The above graph represents a simple irrigation game played by three players. $G=(V,A)$ is as follows: $V=\{root,1,2,3\}, A=\{\overline{root1},\overline{root2}, \overline{23}\}$, and the cost function $c$ is defined as $c(\overline{root1})=11,\ \ c(\overline{root2})=5$ and $c(\overline{23})=7$.

Then the irrigation game is the following: $v_{(G; c)}(\emptyset)=0$, $v_{(G; c)}(\{1\})=11$, $v_{(G; c)}(\{2\})=5$, $v_{(G; c)}(\{3\})=12$, $v_{(G; c)}(\{1,2\})=16$, $v_{(G; c)}(\{1,3\})=23$, $v_{(G; c)}(\{2,3\})=12$, $v_{(G; c)}(\{1,2,3\})=23.$

== Properties and Results ==
Márkus et al. 2011 reported several important properties of the class of the irrigation games. First, the well-known class of the airport games is a proper subset of the class of irrigation games, since the airport games are defined on special rooted trees, on chains (see: Airport problem).

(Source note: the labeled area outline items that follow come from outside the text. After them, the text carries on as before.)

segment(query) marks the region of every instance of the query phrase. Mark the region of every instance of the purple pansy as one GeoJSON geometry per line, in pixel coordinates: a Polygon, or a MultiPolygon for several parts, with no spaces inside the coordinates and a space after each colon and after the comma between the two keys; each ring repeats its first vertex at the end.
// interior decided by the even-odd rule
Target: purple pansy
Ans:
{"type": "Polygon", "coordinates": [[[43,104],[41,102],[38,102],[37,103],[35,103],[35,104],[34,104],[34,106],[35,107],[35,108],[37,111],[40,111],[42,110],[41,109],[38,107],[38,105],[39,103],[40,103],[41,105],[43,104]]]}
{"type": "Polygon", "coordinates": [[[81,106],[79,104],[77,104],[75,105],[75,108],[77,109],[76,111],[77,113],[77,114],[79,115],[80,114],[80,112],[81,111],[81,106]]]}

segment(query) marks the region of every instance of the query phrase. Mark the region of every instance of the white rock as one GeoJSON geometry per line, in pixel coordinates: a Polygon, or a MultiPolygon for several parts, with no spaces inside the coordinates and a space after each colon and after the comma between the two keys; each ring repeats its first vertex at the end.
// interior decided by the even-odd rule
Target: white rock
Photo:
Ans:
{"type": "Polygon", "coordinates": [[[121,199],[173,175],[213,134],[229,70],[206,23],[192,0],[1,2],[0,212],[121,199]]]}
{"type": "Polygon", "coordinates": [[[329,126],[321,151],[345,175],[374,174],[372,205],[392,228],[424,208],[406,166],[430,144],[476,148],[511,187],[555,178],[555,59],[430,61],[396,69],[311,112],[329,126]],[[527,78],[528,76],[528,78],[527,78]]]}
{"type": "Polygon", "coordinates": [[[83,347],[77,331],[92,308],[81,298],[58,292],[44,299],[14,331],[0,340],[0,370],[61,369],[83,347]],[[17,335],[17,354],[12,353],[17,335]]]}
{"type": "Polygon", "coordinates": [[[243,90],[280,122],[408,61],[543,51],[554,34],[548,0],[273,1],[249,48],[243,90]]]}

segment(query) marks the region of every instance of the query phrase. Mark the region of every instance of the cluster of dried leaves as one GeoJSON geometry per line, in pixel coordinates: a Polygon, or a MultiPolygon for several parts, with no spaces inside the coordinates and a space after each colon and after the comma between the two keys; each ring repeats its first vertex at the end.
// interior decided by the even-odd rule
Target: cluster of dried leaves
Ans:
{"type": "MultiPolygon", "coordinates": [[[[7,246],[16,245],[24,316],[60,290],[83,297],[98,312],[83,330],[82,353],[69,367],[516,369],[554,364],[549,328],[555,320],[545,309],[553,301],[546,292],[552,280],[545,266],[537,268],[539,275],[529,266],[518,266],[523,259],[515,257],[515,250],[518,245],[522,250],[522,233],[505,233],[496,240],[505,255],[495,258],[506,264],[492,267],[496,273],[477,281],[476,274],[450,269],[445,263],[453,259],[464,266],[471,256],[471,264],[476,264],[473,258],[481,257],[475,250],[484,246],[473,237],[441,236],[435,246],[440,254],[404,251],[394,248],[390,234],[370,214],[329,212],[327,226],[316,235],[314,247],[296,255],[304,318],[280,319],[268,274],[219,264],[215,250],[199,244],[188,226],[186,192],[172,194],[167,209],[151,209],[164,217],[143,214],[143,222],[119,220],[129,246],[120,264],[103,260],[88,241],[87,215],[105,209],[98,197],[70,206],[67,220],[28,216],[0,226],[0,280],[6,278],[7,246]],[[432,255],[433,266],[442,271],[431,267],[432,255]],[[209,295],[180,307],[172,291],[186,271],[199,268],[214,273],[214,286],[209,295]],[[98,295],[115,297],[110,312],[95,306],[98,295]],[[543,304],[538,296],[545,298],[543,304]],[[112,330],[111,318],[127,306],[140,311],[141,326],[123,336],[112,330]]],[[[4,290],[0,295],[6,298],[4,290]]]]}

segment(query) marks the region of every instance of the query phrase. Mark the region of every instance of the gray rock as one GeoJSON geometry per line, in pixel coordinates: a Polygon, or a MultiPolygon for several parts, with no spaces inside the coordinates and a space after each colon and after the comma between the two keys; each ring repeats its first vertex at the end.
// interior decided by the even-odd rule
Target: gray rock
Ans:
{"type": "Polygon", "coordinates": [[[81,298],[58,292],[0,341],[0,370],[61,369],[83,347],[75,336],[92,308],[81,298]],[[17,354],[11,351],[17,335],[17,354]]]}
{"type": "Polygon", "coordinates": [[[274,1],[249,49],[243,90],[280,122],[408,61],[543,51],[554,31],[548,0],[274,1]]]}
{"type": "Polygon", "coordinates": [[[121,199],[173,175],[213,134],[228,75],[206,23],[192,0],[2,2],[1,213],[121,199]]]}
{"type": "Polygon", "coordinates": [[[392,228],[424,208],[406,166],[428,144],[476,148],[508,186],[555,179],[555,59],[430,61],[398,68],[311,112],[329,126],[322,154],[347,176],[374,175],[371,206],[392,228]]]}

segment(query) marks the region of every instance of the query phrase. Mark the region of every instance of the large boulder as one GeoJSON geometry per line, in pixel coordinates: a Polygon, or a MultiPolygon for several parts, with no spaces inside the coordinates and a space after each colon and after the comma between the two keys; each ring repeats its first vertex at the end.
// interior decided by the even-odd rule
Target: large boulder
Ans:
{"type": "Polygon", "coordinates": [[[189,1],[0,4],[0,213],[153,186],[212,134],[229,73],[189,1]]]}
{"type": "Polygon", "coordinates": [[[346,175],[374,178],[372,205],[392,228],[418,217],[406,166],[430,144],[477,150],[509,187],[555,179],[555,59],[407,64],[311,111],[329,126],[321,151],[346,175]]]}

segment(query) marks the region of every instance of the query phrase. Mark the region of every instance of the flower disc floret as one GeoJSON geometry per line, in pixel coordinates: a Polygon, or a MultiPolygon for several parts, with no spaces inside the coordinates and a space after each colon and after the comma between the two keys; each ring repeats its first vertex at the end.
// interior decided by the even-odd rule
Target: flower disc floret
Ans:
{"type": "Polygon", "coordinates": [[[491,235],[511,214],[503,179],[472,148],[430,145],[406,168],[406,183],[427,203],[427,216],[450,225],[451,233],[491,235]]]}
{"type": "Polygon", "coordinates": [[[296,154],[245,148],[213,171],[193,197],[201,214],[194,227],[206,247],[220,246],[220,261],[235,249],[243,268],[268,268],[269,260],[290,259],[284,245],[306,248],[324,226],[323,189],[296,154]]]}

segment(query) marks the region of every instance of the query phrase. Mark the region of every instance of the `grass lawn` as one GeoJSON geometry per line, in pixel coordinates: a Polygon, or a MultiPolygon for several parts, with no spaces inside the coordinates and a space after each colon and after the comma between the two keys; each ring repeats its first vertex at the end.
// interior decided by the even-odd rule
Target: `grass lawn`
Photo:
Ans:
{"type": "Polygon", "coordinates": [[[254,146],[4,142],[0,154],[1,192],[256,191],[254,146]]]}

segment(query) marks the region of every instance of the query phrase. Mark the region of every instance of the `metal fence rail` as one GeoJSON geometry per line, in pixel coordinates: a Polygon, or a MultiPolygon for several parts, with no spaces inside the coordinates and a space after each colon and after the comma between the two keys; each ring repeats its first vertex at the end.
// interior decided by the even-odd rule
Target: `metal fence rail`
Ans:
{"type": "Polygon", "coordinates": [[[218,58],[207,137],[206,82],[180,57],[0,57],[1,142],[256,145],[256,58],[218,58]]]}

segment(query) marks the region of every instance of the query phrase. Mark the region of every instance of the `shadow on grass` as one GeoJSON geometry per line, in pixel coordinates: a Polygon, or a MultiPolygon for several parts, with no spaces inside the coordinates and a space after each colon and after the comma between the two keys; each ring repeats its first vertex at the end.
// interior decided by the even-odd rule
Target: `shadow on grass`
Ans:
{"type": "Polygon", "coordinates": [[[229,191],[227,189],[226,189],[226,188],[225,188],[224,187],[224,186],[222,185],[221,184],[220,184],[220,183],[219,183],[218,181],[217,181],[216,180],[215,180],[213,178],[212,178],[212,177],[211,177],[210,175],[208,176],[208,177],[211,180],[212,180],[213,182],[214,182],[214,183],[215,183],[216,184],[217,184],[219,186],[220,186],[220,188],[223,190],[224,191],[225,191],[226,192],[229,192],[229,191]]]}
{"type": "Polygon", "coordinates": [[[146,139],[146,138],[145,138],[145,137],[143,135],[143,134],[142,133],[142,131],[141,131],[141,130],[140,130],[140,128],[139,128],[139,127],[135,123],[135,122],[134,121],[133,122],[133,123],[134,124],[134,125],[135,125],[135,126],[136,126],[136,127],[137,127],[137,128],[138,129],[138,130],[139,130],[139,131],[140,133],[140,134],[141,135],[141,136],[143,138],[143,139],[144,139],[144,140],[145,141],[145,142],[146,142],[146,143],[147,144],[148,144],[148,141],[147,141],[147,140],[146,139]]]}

Second, the class of irrigation games is a non-convex cone which is a proper subset of the finite convex cone spanned by the duals of the unanimity games, therefore every irrigation game is concave.

Márkus et al. 2011 also extended the Shapley and Young axiomatizations of the Shapley value to the class of irrigation games and showed that the Shapley value of an irrigation game is always in the core of the game.